Francesca, tú no sabes lo que es la fotografía digital, no tuviste tiempo de conocerla, y la verdad es que no sé si te gustaría. Aunque no lo creas, ya no es necesaria la película fotográfica, y tampoco es necesario el arte de revelar las fotos que tomaste. Sí, ya sé que el revelado es el último paso del proceso creativo del artista, el momento mágico de fijar en el papel la imagen que has fotografiado, pero la tecnología avanza inclemente y ya ni siquiera el papel es necesario.
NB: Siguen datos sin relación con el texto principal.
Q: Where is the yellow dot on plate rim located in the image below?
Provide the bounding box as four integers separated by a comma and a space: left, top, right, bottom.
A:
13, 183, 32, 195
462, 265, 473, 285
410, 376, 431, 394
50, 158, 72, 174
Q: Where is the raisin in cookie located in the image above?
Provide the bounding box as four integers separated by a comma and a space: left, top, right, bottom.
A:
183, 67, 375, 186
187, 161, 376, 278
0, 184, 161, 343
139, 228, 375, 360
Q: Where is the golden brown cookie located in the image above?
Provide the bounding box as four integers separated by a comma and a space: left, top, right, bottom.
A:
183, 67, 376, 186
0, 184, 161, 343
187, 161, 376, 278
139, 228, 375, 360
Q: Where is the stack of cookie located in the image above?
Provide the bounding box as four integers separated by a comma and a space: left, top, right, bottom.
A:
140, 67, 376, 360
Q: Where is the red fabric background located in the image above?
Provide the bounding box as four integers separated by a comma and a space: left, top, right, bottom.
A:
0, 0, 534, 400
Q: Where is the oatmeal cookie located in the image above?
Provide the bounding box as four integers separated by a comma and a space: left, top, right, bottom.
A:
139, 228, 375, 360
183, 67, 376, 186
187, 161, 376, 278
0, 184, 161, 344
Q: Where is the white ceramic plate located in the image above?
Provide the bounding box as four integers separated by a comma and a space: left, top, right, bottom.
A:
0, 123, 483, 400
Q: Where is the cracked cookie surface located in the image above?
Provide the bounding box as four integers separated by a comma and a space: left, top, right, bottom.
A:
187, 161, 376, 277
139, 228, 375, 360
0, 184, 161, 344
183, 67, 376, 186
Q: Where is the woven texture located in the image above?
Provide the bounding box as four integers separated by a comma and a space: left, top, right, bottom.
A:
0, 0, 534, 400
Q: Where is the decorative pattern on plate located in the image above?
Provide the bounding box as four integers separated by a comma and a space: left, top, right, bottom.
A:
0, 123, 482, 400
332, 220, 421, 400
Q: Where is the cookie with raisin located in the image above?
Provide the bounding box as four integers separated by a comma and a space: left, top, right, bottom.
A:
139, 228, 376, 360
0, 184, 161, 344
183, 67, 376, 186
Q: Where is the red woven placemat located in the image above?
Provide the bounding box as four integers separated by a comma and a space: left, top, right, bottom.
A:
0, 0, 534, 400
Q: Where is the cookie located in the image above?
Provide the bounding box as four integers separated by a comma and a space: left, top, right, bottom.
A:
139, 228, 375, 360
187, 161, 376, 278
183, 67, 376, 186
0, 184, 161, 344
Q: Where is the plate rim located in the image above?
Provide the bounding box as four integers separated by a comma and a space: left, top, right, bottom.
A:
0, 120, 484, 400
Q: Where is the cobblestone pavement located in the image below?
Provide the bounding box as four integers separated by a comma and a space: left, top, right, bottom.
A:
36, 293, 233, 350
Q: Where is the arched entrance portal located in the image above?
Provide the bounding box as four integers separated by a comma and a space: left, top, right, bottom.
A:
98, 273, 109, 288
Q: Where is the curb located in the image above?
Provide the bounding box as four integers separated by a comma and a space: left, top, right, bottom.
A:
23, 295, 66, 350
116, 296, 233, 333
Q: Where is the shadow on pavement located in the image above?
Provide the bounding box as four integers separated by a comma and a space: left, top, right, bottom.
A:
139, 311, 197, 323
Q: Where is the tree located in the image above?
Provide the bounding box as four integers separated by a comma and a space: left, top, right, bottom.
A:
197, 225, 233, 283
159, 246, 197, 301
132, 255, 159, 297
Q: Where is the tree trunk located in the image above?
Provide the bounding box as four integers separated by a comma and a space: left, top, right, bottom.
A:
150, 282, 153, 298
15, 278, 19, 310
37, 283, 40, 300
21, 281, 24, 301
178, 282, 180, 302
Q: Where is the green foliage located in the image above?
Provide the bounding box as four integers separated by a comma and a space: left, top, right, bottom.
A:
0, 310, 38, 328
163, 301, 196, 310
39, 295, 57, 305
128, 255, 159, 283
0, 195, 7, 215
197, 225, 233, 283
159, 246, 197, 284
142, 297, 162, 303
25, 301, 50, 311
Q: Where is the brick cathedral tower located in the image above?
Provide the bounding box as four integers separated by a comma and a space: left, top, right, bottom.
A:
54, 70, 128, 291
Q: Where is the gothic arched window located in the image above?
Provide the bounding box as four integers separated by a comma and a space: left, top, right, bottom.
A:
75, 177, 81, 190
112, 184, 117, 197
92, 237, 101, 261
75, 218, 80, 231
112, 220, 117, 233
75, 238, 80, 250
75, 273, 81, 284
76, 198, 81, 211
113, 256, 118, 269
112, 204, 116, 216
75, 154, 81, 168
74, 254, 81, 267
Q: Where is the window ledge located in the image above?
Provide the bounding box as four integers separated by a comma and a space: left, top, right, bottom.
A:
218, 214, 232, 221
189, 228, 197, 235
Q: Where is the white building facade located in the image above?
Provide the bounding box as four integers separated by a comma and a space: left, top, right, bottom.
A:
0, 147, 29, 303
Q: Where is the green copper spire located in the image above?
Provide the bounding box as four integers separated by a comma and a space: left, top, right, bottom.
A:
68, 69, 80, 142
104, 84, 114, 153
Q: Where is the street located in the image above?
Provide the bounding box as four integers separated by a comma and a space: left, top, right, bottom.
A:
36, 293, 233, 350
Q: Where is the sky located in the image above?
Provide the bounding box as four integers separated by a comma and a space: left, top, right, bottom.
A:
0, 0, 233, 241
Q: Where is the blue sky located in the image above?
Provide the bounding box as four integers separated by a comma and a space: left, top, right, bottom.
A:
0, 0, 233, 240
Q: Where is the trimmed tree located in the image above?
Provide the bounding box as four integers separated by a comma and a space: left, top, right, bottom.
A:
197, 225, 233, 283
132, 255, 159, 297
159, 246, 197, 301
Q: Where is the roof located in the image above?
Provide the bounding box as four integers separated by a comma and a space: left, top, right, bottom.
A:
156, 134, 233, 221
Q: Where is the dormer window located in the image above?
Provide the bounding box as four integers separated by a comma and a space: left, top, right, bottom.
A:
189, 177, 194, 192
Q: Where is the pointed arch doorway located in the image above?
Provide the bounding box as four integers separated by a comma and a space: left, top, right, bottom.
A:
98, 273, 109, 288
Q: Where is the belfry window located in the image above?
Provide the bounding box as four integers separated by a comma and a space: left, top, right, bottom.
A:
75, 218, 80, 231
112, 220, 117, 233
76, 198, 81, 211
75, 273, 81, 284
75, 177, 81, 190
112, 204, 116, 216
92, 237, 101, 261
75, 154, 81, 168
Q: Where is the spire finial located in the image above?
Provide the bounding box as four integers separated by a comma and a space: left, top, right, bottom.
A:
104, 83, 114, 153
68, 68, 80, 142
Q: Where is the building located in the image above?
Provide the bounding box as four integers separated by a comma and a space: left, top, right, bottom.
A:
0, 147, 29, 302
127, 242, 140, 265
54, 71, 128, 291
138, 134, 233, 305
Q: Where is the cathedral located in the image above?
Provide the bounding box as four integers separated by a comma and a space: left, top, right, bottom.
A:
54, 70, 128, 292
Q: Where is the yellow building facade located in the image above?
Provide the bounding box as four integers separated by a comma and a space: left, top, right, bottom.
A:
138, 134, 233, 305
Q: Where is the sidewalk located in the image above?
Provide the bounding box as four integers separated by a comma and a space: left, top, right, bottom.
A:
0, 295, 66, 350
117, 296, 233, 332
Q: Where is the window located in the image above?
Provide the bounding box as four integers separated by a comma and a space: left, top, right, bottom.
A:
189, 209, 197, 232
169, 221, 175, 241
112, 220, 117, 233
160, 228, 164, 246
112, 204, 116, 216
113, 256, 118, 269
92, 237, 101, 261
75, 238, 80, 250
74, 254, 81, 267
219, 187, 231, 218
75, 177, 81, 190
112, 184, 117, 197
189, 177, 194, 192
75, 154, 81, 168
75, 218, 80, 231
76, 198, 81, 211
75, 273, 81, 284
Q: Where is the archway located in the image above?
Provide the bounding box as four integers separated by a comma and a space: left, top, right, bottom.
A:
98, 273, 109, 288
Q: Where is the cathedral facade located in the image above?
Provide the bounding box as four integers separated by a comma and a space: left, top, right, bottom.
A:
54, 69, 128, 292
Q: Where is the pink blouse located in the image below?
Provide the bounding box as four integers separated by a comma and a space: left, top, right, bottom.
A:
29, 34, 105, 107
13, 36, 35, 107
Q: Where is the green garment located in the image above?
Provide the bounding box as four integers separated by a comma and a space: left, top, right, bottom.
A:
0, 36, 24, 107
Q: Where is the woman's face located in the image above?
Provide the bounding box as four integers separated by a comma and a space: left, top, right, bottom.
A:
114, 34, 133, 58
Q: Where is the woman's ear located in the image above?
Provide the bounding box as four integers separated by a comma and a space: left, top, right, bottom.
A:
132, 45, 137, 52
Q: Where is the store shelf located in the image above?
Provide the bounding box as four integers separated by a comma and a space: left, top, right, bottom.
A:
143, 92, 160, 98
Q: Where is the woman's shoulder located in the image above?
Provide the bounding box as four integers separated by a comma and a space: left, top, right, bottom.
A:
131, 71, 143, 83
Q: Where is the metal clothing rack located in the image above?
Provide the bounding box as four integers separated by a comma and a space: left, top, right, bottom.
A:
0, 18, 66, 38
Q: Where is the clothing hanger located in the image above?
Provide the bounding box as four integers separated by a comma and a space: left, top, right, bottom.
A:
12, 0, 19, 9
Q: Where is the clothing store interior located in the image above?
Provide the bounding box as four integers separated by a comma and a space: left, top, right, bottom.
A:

Sí, entiendo que es difícil de entender, pero ahora la gente mira las fotos en las pantallas de sus juguetes electrónicos.

Francesca, te imagino en la Toscana, muy joven, aprendiendo a fotografiar, a ser artista, es decir, tú misma. Miro tus fotos y me pregunto cosas tontas, simples. ¿Verdad que en Italia pasaste tus mejores años? ¿Cómo pronunciabas el italiano? ¿Preferías el espagueti Alfredo que a la boloñesa? ¿Cuál era tu rincón favorito en Florencia? ¿Cuál era tu pintor favorito? ¿Te gustaba la música?

¿Qué sucedió Francesca? ¿Fue una crisis emocional? ¿Una decepción amorosa? ¿Tuviste una experiencia demasiado dura con sustancias tóxicas? Ahora tu arte será por siempre la expresión de una artista adolescente con una mirada única, singular. No tiene sentido imaginar lo demás, la que hubieras sido con el tiempo, al acercarte a eso que llaman madurez. No importa, en verdad no importa, Francesca, porque tus fotos no se parecen a las de ningún otro fotógrafo.

Supongo que te buscabas a través de tu lente, querías encontrarte, por eso eres la gran protagonista de tus fotos. En tus autorretratos encuentro soledad, mensajes cifrados en esos muros, en los objetos, en los cuerpos femeninos, con cierta luz y algunos efectos que sólo tú sabías fijar. Sí, hacías fotos para comprender el mundo, y seguramente el mundo no te comprendió. Es una pena.

Ay, Francesca, la vida se parece mucho al arte de la fotografía: es una sucesión de instantes, de momentos únicos que se fugan vertiginosos. Los mejores, como las buenas imágenes, se fijan en la memoria y en el alma y a ellos volvemos con frecuencia, no por nostalgia, como quien mira una foto vieja, simplemente para seguir viviendo.